Шрифт:
Интервал:
Закладка:
Только Тристан на такое способен – предложить леди закурить! И вообще курить в присутствии леди. Впрочем, он ее за леди не считает.
Люси отвернулась.
– Сначала в парке, затем в конюшне… Не верю я в такие совпадения. Ты меня преследуешь!
Тристан со щелчком захлопнул портсигар.
– А ты действительно предпочитаешь сражаться с пятью мужчинами одновременно или падать с лестниц?
Люси сцепила зубы. Они сидели некоторое время молча – он курил, она силилась понять, почему так и не ушла.
Потому что теперь это оказалось не просто. Равные, но противоположно направленные силы – а может, и вино – удерживали ее на месте, между гранитным львом и Тристаном.
– Ну и как тебе? – спросил он, уставившись на горизонт.
– Ты о поэме?
Он кивнул.
Еще один сложный вопрос.
– Поэма хороша, – неохотно ответила Люси.
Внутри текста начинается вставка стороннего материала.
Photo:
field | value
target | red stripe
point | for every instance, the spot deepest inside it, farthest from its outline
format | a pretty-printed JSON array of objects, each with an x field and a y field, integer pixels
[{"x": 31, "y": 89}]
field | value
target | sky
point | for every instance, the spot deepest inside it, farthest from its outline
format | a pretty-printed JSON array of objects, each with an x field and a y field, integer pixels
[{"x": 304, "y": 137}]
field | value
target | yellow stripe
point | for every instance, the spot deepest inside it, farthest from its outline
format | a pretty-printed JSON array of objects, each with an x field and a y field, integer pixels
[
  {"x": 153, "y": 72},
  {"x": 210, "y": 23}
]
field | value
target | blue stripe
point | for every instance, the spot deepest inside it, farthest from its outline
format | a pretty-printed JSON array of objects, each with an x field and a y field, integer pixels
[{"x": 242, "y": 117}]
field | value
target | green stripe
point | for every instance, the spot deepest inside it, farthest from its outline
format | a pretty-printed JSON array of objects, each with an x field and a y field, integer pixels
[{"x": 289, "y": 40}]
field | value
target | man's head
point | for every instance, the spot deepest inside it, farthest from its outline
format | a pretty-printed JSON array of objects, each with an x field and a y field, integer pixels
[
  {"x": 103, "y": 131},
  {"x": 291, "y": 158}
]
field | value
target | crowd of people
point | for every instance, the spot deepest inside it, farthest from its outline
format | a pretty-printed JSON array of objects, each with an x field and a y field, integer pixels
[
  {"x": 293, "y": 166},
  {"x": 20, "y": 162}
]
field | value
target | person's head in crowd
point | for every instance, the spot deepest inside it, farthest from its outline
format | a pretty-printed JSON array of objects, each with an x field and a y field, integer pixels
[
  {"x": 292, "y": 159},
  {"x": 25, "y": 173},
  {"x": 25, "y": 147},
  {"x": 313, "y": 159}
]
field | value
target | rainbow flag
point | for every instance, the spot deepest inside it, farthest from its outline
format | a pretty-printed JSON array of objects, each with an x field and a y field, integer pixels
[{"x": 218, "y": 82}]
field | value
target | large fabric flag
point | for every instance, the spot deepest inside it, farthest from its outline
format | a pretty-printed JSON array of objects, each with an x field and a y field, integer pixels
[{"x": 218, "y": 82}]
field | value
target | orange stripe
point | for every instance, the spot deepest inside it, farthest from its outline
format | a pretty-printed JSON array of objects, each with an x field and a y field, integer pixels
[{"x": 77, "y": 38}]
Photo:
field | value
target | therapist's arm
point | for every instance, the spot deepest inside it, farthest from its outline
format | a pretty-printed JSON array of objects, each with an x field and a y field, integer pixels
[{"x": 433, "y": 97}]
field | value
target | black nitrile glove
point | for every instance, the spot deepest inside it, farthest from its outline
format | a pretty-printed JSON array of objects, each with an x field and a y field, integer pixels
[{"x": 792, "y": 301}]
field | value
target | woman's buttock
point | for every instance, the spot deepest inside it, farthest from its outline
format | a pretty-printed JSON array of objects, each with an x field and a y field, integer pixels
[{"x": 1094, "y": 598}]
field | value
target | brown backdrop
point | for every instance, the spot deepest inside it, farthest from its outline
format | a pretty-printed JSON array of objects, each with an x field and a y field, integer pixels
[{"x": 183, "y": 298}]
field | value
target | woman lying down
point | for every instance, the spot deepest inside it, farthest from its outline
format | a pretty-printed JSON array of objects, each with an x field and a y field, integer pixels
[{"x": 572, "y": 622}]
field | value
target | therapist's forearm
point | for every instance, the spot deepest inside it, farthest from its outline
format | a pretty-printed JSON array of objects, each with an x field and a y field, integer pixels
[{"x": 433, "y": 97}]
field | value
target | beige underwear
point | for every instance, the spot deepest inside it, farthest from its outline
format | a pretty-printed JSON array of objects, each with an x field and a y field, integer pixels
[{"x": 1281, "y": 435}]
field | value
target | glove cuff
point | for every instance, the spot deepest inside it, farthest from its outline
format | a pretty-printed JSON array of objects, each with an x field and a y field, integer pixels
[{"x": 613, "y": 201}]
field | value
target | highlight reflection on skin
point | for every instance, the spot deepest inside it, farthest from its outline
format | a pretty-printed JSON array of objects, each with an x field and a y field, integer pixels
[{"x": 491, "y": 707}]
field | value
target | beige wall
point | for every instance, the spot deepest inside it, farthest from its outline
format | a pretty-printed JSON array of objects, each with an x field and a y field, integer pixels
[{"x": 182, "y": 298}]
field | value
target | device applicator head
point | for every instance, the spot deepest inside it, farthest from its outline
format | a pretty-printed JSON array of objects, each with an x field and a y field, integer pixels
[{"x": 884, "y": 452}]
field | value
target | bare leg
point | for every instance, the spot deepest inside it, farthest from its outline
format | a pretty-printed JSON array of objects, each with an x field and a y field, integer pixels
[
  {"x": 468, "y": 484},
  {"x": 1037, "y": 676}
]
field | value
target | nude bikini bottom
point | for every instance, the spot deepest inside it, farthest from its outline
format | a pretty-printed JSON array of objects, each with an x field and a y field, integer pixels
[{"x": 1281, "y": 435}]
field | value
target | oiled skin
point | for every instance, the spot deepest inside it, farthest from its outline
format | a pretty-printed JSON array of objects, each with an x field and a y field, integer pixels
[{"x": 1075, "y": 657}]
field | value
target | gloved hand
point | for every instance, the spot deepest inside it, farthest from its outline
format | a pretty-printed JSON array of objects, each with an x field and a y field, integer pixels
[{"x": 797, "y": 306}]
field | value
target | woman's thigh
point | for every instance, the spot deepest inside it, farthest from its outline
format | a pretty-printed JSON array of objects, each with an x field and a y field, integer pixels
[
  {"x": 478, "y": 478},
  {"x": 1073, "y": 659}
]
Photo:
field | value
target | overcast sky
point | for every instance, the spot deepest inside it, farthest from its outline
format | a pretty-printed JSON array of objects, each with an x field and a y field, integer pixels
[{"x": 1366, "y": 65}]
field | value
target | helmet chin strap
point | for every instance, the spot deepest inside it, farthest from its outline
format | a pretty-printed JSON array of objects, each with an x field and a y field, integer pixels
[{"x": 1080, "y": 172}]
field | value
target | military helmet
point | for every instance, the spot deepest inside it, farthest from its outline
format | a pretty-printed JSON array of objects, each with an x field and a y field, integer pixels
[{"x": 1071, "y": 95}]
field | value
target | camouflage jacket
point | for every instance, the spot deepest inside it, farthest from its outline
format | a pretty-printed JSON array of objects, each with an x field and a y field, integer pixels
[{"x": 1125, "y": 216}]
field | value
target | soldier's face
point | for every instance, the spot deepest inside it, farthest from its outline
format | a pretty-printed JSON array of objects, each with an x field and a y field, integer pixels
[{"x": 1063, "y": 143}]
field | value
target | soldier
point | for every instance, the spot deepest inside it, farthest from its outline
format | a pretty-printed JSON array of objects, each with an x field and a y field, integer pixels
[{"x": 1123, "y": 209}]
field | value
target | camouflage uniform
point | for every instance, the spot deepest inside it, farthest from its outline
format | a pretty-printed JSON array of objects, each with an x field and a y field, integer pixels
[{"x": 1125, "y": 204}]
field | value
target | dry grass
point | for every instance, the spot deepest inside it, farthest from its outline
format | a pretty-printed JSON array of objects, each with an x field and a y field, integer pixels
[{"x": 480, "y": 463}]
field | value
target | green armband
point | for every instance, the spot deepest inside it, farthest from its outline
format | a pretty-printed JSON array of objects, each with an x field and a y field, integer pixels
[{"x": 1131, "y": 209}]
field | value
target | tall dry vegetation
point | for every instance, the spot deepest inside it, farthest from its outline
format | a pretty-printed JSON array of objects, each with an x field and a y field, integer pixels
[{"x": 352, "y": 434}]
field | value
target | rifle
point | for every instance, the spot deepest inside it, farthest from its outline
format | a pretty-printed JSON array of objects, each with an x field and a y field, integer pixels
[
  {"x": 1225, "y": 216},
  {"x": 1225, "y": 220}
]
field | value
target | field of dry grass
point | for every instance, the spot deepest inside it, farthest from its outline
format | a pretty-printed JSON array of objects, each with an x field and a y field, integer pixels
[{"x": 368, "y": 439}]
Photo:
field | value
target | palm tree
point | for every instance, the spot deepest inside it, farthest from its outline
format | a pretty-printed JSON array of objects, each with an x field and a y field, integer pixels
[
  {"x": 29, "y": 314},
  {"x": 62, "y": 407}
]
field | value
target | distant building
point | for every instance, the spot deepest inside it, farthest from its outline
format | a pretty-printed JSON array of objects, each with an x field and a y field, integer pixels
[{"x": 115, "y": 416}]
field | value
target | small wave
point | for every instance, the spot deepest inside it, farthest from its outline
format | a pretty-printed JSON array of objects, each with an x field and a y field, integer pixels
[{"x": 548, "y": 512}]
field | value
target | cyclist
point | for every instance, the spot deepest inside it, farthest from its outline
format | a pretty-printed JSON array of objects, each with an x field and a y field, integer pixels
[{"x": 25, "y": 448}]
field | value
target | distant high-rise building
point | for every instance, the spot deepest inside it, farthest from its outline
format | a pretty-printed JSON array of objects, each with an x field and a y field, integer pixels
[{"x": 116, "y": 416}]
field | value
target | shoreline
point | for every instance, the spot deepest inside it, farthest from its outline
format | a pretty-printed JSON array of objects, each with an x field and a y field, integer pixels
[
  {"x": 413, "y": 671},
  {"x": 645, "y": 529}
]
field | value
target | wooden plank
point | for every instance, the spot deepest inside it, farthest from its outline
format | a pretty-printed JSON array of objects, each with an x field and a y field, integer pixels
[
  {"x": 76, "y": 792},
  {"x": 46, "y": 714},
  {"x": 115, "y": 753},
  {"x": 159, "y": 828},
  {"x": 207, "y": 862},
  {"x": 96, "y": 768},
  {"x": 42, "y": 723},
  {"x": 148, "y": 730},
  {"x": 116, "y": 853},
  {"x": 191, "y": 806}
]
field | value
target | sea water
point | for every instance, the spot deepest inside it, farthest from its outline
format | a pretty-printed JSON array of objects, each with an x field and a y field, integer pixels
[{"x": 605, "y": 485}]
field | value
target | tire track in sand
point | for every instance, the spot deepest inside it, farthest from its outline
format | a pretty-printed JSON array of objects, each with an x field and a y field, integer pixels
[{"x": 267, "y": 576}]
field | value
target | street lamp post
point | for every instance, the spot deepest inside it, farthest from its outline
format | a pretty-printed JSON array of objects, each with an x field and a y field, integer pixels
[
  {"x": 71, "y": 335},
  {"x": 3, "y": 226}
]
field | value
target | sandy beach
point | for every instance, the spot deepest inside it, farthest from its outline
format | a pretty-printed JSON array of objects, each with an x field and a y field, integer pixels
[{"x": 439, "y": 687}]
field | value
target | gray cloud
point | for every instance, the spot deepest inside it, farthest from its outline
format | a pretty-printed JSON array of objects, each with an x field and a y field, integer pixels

– Ты чрезвычайно низко оцениваешь поэзию как таковую, – с некоторым изумлением в голосе спросил Тристан, – или это касается только моих стихов?
– Не льсти себе, – холодно отозвалась она. – Я не утверждаю, что ненавижу поэзию.
– Но?
Люси вздохнула:
– Я не разделяю общепризнанную восторженную оценку поэзии и считаю, что это по большей части пустозвонство.
– Неужели? – Он покосился на нее уголком глаза.
– Именно. Великие поэты-романтики были отвратительными мужьями и любовниками.
К удивлению Люси, Тристан повернулся к ней, явно заинтригованный:
– Я весь внимание.
– Наверняка тебе эти факты известны.
– С удовольствием выслушаю твою версию.
Ну почему, подумала Люси, почему она должна делать то, что доставляет ему удовольствие?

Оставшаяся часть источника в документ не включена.